Tobacco

Next Steps in the Tobacco Deeming Regulation Process

Proposed regulations won’t go into effect for at least a year

MINNEAPOLIS -- The U.S. Food and Drug Administration allowed the public to submit comments in response to the agency’s proposed tobacco deeming regulations until August 8th. The FDA issued the deeming regulations on April 24, 2014.  When the comment period closed earlier this month, almost 82,000 individual comments had been submitted on-line in response to the deeming regulations.  So, what happens next?

FDA

While the FDA already regulates cigarettes, roll-your-own cigarette tobacco, and smokeless tobacco products, the tobacco deeming regulations propose to extend the FDA’s regulatory authority to cigars, pipe tobacco, electronic cigarettes, hookah tobacco, nicotine gels and dissolvables. However, even though the public comment period has expired, the proposed deeming regulations will not go into effect immediately.  

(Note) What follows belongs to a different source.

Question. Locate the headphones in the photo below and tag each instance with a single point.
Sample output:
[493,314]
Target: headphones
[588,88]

Federal government agencies use a nine-step process in developing new regulations. The FDA’s public comment period was Step 6.  Now, in Step 7, the FDA will review all of the comments and decide whether to draft additional regulations or change any of the proposed regulations. The law requires the FDA to review each of the submitted comments and it may take up to a year.  However, as a result of the comment review process, if the FDA wants to add new regulations that were not included in the original deeming regulations issued this past April, then the FDA needs to begin a rulemaking process for any new regulations in order to allow the public time to submit comments on the additional regulations.

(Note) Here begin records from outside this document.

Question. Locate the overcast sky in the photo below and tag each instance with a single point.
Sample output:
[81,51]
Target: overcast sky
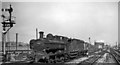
[81,20]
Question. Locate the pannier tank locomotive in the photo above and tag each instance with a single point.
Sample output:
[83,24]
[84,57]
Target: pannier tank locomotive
[54,48]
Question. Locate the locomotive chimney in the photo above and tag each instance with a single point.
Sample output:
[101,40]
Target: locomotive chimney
[41,33]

Then, in Step 8, the FDA submits the revised regulations to the White House Office of Management and Budget (OMB), which will conduct a final review of the regulations from an economic impact perspective. There is no set timetable or deadline that the OMB must abide by in conducting a final review of the tobacco deeming regulations. If the OMB approves the final deeming regulations, then in Step 9 the FDA issues the final regulations and sets a date that the regulations will actually take effect.  

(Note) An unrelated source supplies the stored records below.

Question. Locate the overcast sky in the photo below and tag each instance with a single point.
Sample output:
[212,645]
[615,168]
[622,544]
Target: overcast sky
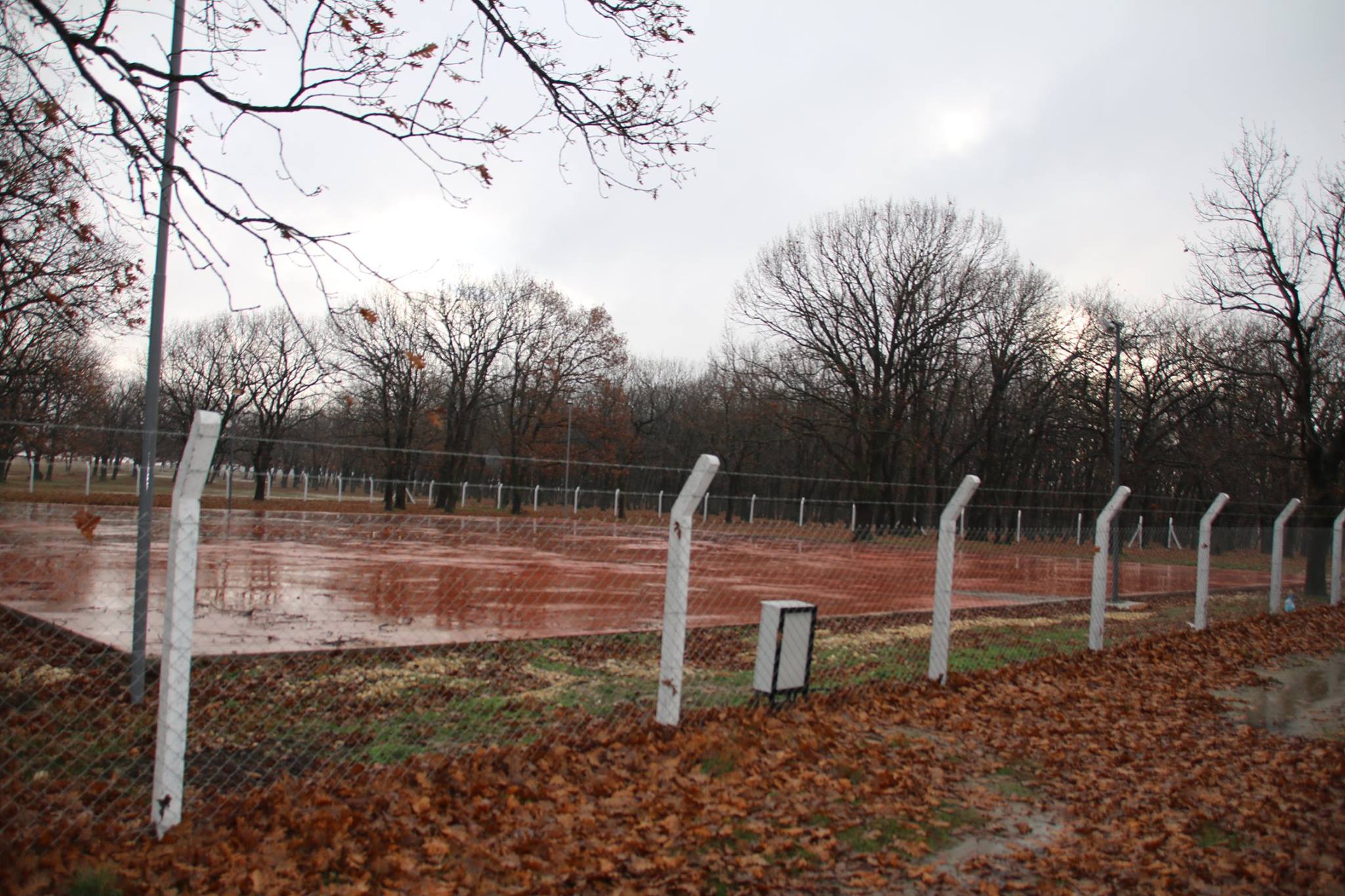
[1084,127]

In other words, the proposed tobacco deeming regulations are not in effect and will not become effective for an estimated 12 to 18 months because of these steps the FDA must follow in finalizing the deeming regulations. For retailers, this means that there will be no new federal tobacco regulations on cigars, pipe tobacco, e-cigarettes, hookah tobacco, nicotine gels, and dissolvables for the foreseeable future.